Same input, same weights, different output

RiSaMa · March 8, 2020, 1:11pm

Good morning,

I am having an issue finetuning a model, the feature vector changes when it should not!.

I will show two cases, the first one working as expected but not the second one:

Considerations for both cases (for debugging):

Dataloader outputs images in the same exact order every epoch
All layers are frozen except the last linear (requires_grad of all layers except the last one = False)

class myLoss():
	def __init__(self):
		self.crossEntropy = nn.CrossEntropyLoss()

	def __call__(self, outputs, targets):
		return  self.crossEntropy(outputs[0], targets)

def set_parameter_requires_grad(model):
	for param in model.parameters():
		param.requires_grad = False

First case (obtaining expected result = feature vector does not change over epochs for the same input):

class myModel(nn.Module):
	def __init__(self, args):
		super(myModel, self).__init__()
		
		self.backbone = nn.Sequential(
			nn.Conv2d(3, 6, 5),
			nn.ReLU(),
			nn.MaxPool2d(2, 2),
			nn.Conv2d(6, 16, 5),
			nn.ReLU(),
			nn.MaxPool2d(2, 2)
			)
		set_parameter_requires_grad(self.backbone)
		self.fc = nn.Linear(13456,2)
		
	def forward(self, x):
		batchSize = x.shape[0]
		x = self.backbone(x)
		feat = x.view(batchSize, -1)
		x = F.relu(self.fc(feat))
		return x, feat

When printing “feat” the output does not change across epochs, for the same input, feat is the same.

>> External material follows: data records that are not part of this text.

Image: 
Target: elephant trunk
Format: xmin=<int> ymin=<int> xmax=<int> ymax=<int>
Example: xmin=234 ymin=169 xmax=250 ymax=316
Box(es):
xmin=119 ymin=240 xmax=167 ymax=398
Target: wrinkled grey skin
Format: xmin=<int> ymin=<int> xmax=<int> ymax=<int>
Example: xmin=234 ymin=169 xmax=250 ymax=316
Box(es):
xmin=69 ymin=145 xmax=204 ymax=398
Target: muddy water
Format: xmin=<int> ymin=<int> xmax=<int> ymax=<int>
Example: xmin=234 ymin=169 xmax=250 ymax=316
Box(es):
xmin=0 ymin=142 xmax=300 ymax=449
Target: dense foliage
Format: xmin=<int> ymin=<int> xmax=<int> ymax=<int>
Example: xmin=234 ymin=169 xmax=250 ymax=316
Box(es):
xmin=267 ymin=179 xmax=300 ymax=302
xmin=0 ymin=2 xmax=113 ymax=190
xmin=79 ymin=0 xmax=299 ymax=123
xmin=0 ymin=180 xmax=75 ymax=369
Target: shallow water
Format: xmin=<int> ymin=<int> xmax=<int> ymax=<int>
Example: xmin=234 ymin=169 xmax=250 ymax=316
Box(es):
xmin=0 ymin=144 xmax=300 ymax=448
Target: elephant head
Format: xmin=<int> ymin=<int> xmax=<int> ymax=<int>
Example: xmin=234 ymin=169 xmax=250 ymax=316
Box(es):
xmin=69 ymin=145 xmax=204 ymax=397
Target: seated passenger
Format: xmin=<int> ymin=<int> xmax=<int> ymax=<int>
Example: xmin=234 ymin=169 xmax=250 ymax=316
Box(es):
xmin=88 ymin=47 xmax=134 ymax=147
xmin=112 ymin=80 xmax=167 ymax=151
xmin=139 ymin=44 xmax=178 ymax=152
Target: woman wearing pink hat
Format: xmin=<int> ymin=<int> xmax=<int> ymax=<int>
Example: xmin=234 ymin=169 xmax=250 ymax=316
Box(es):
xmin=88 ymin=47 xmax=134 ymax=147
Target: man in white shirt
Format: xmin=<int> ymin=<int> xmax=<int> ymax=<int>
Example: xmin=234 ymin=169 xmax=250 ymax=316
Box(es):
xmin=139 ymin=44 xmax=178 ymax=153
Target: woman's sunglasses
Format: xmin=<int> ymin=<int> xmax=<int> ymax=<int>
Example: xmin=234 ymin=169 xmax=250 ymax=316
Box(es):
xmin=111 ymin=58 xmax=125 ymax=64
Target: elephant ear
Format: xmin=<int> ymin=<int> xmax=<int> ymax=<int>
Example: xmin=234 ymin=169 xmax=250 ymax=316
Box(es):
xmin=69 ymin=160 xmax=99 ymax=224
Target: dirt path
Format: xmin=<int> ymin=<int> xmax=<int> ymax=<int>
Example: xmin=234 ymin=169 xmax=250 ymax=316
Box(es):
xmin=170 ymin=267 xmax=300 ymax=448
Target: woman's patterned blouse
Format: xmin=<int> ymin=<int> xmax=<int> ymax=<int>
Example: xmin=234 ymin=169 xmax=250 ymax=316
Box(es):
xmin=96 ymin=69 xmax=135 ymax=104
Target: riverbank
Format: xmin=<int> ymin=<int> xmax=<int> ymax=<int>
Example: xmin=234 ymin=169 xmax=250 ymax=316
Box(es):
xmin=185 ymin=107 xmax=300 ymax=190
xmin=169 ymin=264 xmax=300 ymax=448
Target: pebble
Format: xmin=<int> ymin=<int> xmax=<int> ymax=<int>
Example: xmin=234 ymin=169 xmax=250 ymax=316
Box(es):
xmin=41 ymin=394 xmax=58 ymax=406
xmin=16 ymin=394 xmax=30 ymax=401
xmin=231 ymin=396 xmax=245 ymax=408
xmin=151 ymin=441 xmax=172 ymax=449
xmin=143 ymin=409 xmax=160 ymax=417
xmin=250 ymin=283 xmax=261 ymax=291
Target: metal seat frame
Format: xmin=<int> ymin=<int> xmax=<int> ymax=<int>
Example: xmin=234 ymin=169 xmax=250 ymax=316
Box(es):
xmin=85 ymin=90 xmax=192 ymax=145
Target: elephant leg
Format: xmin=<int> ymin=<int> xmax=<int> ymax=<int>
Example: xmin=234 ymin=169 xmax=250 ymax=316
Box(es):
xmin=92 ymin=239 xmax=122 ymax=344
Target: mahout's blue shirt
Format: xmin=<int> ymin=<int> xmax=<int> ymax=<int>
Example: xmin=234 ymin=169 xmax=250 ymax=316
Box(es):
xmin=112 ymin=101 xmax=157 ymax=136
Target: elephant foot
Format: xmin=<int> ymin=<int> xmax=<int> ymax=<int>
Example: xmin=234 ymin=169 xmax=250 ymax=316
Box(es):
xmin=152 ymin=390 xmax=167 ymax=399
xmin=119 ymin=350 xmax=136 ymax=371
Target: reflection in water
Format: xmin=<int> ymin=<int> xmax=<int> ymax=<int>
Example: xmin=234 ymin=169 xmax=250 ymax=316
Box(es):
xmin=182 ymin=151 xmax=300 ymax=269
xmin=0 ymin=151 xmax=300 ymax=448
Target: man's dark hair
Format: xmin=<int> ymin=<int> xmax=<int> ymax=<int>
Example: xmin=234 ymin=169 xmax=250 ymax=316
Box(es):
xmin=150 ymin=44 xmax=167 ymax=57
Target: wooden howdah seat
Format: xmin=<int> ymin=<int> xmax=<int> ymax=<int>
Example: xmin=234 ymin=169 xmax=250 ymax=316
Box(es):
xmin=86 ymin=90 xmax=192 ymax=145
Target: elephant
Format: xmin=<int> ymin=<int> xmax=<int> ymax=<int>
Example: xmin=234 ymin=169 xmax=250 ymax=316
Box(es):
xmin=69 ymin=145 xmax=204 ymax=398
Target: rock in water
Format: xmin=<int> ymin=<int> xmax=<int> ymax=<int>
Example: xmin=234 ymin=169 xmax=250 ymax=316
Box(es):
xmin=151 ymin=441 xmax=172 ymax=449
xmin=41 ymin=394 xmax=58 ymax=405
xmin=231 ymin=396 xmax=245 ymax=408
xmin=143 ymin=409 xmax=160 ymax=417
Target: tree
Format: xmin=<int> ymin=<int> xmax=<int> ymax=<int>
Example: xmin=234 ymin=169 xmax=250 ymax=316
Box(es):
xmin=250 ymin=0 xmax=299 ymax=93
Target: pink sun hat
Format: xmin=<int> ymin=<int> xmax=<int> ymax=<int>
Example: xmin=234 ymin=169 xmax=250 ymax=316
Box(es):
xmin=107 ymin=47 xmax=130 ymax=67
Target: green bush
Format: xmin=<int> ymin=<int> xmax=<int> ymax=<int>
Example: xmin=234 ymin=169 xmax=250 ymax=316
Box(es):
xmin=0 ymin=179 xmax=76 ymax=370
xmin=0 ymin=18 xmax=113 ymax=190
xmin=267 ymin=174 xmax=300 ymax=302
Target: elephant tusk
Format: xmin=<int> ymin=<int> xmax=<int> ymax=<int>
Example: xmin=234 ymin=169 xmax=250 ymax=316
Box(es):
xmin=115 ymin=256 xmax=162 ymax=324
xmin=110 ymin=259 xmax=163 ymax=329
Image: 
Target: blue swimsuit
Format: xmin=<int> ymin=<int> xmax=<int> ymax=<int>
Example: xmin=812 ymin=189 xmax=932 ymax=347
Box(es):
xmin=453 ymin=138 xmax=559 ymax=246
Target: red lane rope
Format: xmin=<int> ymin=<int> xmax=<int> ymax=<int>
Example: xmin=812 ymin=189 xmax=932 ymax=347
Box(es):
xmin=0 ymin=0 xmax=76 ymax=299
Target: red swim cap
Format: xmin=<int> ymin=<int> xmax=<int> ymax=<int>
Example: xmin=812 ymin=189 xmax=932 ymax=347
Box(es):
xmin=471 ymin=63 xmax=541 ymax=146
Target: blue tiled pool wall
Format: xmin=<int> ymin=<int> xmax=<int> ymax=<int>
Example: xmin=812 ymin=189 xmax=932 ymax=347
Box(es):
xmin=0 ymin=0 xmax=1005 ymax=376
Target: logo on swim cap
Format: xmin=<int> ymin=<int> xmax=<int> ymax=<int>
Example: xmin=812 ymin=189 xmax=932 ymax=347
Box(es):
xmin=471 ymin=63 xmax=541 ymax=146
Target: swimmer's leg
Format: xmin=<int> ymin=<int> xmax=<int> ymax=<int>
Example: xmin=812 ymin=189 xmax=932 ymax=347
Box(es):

Second case (NOT obtaining expected result = feature vector change over epochs for the same input):

class myModel(nn.Module):
	def __init__(self, args):
		super(myModel, self).__init__()
		model = models.resnet18(pretrained=args.preTrained)
		modules=list(model.children())[:-1]
		self.backbone = nn.Sequential(*modules)
		set_parameter_requires_grad(self.backbone)
		self.fc = nn.Linear(512, 2)
		
	def forward(self, x):
		feat = self.backbone(x).squeeze()
		x = self.fc(feat)
		return x, feat

I am instantiating the model as:

featureExtractor = backbone(self.args)
net = myModel(self.args, featureExtractor)
output, feat = net(input)
print(feat)

In this case, when printing “feat” the output, it does change across epochs, for the same input, feat varies…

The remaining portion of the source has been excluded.